Traveling with children can be as pleasant as it is stressful. Sometimes parents are traveling with their children out of necessity and other times for enjoyment. No matter the reason, or the duration of travel, it is important that we are aware of travel-related safety risks and take precautions to avoid injury and illness.
Below are 7 safety considerations for traveling with children:
Emergency Contact Information
It is important that another family member or friend is aware of your travel plans and has access to necessary documents if needed. Provide a copy of your trip itinerary as well as contact information for the person staying behind. Provide a “hear-by” date so that the emergency contact knows when to sound the alarm if they have not heard from you. Depending on your relationship with your emergency contact, it may also be beneficial to notify them where you store important documents at home in case of a true life-threatening emergency in which the parents are unable to speak for their children.
First Aid Kit
This one may seem like a no-brainer but having a well-stocked first aid kit is an important part of safe travel. However, your kit should be stocked beyond the typical bandages and fever-reducing agents. According to the CDC, diarrhea is the most common illness experienced by children who are traveling abroad. Be sure to pack some medications for the treatment of diarrhea. Also consider something to treat constipation as well as this is a very common, less dangerous, but highly uncomfortable side effect of travel for many adults and children.
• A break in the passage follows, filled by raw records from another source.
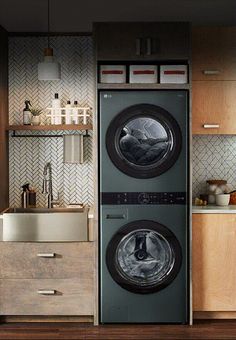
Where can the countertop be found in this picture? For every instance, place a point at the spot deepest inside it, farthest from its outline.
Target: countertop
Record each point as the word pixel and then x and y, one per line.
pixel 214 209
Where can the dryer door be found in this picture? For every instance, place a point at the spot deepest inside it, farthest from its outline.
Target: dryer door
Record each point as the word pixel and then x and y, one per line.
pixel 143 141
pixel 144 257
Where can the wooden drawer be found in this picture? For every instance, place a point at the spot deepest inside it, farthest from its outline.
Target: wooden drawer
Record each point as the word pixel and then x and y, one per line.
pixel 20 260
pixel 72 297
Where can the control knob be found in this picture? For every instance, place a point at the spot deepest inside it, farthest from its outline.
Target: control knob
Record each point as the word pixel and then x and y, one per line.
pixel 143 198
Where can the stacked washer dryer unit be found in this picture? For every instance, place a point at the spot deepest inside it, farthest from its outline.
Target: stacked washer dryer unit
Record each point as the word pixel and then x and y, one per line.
pixel 144 217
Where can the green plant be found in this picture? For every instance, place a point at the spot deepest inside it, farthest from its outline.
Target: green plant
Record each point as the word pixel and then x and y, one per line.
pixel 36 112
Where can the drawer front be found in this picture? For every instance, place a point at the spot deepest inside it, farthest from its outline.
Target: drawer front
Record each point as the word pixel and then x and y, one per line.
pixel 47 297
pixel 46 260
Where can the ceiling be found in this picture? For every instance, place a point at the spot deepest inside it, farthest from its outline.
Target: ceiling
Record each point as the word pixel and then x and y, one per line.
pixel 78 15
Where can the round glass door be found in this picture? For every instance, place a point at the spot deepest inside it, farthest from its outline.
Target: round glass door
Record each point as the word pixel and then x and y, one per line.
pixel 143 141
pixel 144 256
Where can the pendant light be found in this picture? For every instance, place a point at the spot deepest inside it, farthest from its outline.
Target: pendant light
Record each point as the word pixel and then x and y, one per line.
pixel 49 69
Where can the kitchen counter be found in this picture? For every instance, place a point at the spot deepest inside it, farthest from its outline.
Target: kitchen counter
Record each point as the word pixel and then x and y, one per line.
pixel 214 209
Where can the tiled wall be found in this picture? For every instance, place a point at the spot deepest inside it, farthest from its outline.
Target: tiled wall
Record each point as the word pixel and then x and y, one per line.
pixel 214 157
pixel 29 155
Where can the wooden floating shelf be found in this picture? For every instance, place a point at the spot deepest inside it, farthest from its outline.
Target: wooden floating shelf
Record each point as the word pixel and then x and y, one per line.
pixel 144 86
pixel 49 127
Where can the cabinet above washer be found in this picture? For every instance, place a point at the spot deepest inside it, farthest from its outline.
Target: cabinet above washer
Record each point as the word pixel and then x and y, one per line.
pixel 142 41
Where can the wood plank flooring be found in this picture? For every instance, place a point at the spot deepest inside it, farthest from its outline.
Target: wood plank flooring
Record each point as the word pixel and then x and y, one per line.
pixel 217 330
Identify Potential Sources of Healthcare
Take some time before you leave to identify local hospitals and extended-hours urgent care systems. Doing the work beforehand can help alleviate stress in the face of an emergency. Make sure to have your insurance cards on hand as well. Modern technology allows us to store these on our phones. Even though hospitals and urgent care facilities will likely still see you in the face of an emergency, it is again one less thing to worry about.
Children will be outside their normal environment and are at greater risk of getting lost when traveling. Their excitement and curiosity may lead children to explore without first asking permission, meaning we as parents must be extra vigilant in new environments for our children. Also, to reduce wandering behavior, have a discussion with your child beforehand about how important it is to notify you if they want to explore somewhere.
Travel and vacation with children are often associated with water activities – whether that be at the beach, a friend’s pool, or even in urban environments with rivers. According to the CDC, drowning is the second leading cause of death in children traveling abroad. Keep a close eye, utilize appropriate life-saving devices when swimming, and communicate clearly with the group to avoid drowning injuries.
If your child takes prescription medications make sure that you have researched travel requirements from airlines, cruise ships, etc. to guide you in how to bring those along without challenges. Guidelines are generally posted online and are easy to follow with a few preparatory steps.
Lastly, remember that your new environment will not be tailored to the age-specific needs of your child. If you have an infant, it is unlikely that your accommodations will be baby-proofed. Consider whether the area you are traveling to will have a reliable cell phone signal. If you are headed to the backcountry, it may be worth purchasing a GPS with tracking and signaling capabilities like this one or a satellite phone. Consider the temperature and climate of your destination and pack accordingly. Also, plan lightly for deviations in normal weather patterns.
There are not many things more enjoyable than watching your children play and learn in new environments. But as parents, we can take a few safety precautions to ensure that everyone returns home safely. Use the above suggestions as guidelines, they should not be increasing stress levels. Instead, remember that preparation will reduce stress in the end. And most importantly, have fun!